In her story on the Mann vs Steyn litigation, Ms Blake and Mann's counsel commented on my own public statements about the case. So I note mordantly one detail from her Fort Hood piece - that Army lawyers leaned on the victims not to go public with their dissatisfactions on the grounds supposedly that it would "prejudice" the case against Major Hasan. This is beyond pathetic. Hasan's first words at the eventual trial were: "The evidence will clearly show that I am the shooter."
A couple of paragraphs back, I compared Fort Hood and Pearl Harbor as enemy attacks on US military bases. They're different in one key respect, of course: These days a sclerotic republic can't even convict a confessed killer in less time than it took to win the Second World War. Pearl Harbor to the Japanese surrender: three years, eight months, eight days. Fort Hood to the opening of Hasan's trial: three years, nine months, one day.

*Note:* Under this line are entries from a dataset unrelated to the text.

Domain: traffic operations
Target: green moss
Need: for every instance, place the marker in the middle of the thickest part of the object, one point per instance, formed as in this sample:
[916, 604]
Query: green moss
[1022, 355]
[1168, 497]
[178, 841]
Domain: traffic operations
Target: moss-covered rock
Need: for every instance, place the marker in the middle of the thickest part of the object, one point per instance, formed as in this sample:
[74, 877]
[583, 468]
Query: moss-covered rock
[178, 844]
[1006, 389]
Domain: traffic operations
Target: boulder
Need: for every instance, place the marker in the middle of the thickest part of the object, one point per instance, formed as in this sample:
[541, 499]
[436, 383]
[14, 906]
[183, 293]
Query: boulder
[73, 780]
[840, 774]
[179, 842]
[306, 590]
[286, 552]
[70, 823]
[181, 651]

Do read Mariah Blake's story in full. These people are invisible because they're inconvenient to the official lies agreed by the government, advanced by the media, and acquiesced in by too many of these soldiers' fellow Americans:
Private First Class Amber Gadlin, who was 19 at the time, braved gunfire to drag other soldiers to safety, even after being shot in the back. During the 2009 Fort Hood memorial, the president praised her for her valor.
That and $4.95 will get you a decaf latte:
Gadlin, who says she can only sit for a half hour at a stretch because of severe back pain, scrapes by on her $1,400 a month disability payment from the Department of Veterans Affairs and has struggled to get treatment for her depression and PTSD. "Having to fight for benefits on top of the injuries and the money worries has made things far worse," says her mother, Lisa Bahr Pfund. "There have been plenty of times I've been expecting a phone call saying she's gone. Meaning, you know, she's taken care of her problems permanently."
It is striking to me that a country responsible for over 40 per cent of the planet's military spending apparently has no money to treat its returning warriors with a modicum of dignity. That it should do the same to men and women gunned down by a traitor who set off every alarm bell and was still allowed to proceed to that table at Fort Hood is an absolute disgrace.